Jacques et Jessica Moretti, propriétaires du bar où s'est produit un tragique incendie ayant causé 41 décès et 115 blessés lors de la nuit du Nouvel An, sont actuellement sous le coup d'une enquête pénale. Ils sont accusés d'homicide par négligence, de blessures corporelles et d'incendie par négligence, un incident qui a principalement touché de jeunes Français et Italiens, ainsi que des adolescents.

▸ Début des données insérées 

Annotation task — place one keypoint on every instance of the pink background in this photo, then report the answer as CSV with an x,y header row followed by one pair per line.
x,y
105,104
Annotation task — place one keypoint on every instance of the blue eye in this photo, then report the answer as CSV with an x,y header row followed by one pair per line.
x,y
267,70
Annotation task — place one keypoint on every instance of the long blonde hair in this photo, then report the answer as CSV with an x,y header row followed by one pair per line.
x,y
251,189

Leila Micheloud, mère de deux jeunes femmes blessées dans cet incident, a eu l'occasion de s'entretenir avec le couple Moretti à Sion, lors d'une audition qui a eu lieu ce mercredi. Bien que les avocats aient choisi de ne pas dévoiler le contenu de cet échange, l’instant a été qualifié de « rare et intense » par l'un d'eux, mettant en avant l'importance d’un moment d'humanité en cette période difficile.
« Un moment intense »
« Ce fut une expérience très chargée sur le plan émotionnel », a déclaré l’avocat de Mme Micheloud, Me Sébastien Fanti. « L'heure est à l'humanité, tout en gardant à l'esprit les victimes et les blessés. » Me Yaël Hayat, représentant les Moretti, a ajouté que cette rencontre de vingt minutes pourrait contribuer à un apaisement dans l'immense souffrance partagée par les familles des victimes. Si d'autres proches souhaitent un rendez-vous similaire, les époux Moretti se sont montrés disponibles.
À l'issue d'une journée d'audition très éprouvante, Jacques Moretti a éludé les questions des journalistes en prenant soin de dire : « Nous voulons rentrer chez nous », tout en annonçant qu'il fera une déclaration plus tard. Sa femme, Jessica, doit, quant à elle, être entendue jeudi.
Ces deux jours de d'auditions permettent aux avocats des parties civiles d'obtenir des précisions et des réponses que Jacques Moretti n'a pas su fournir précédemment, certains plaidant pour une meilleure organisation des interrogatoires, jugés peu clairs.
L’enquête sur les circonstances de l’incendie
Me Romain Jordan, représentant plusieurs familles, a affirmé que Jacques Moretti avait manifesté une attitude fuyante face aux interrogations, ajoutant à l'arrogance affichée envers les plaignants qui réclament réponses et vérités. Jacques Moretti, incarcéré brièvement après le drame, est depuis sous contrôle judiciaire.
Les investigations ont établi que l'incendie aurait été causé par des bougies « fontaine », dont les étincelles ont enflammé une mousse insonorisante au plafond du sous-sol du bar. Ces enquêtes devraient également examiner les éventuelles négligences des propriétaires en termes de sécurité, surtout après la reconnaissance par la commune de Crans-Montana de l'absence de contrôles incendie depuis 2019, alors que ceux-ci sont obligatoires chaque année.
Des responsables municipaux, y compris le directeur actuel du service de sécurité, devraient également faire l'objet d'interrogatoires alors que des avocats appellent les autorités à rendre des comptes. Pour Me Alain Viscolo, représentant plusieurs familles, il est impératif que la procédure se réoriente vers les autorités politiques responsables de la protection incendie. « Nous devrons voir qui d'autre pourrait rejoindre les inculpés », a prévenu Me Fanti, soulignant le flou qui plane encore autour des responsabilités exactes.